Storie di Famiglia 8


Frau Kohl

Nel suo mondo casuale e confuso bisogna stare in agguato per raccogliere un po' di quello che è accaduto. Bisogna credergli ed interpretare. La storia gli viene fuori così un po' per caso come in un vecchio circuito elettrico pieno di fili scoperti e rugginosi. Di tanto in tanto, per una ragione quasi mai prevedibile due fili fanno contatto e una scintilla si accende.
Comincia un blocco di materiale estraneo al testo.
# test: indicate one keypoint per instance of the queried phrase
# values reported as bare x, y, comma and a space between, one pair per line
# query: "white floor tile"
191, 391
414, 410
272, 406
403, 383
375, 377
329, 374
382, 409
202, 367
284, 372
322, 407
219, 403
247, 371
“È grosso.” commentò mia madre guardando l'uomo impettito nel suo impermeabile sbatacchiato dal vento. Commentò in dialetto come si fa di un compaesano ingrassato di colpo. In effetti il cancelliere tedesco Helmut Kohl faceva la figura del colosso al fianco del nostro presidente Sandro Pertini di una ventina di centimetri più minuto e almeno una cinquantina di chili di distanza. Visita ufficiale. Mio padre guarda il picchetto d'onore, soldati tedeschi impettiti e rispettosi. Ci sono le bandiere, la fanfara. Mio padre non ha mai avuto paura di ammettere una certa ammirazione per la secca efficienza tedesca. Una ammirazione sincera per l'assenza di dubbi, per le linee perfettamente diritte, per la meccanica che non perdona. Mi chiedo, maligno, se questa sua ammirazione per l'efficienza potrebbe giustificare, almeno in parte il burocrate dello sterminio Adolf Eichman che processato a Gerusalemme per l'ottimizzazione della soluzione finale ebbe quasi a compiacersi della sua efficienza. No, mi dico, non lo avrebbe giustificato. Mio padre è un brav'uomo.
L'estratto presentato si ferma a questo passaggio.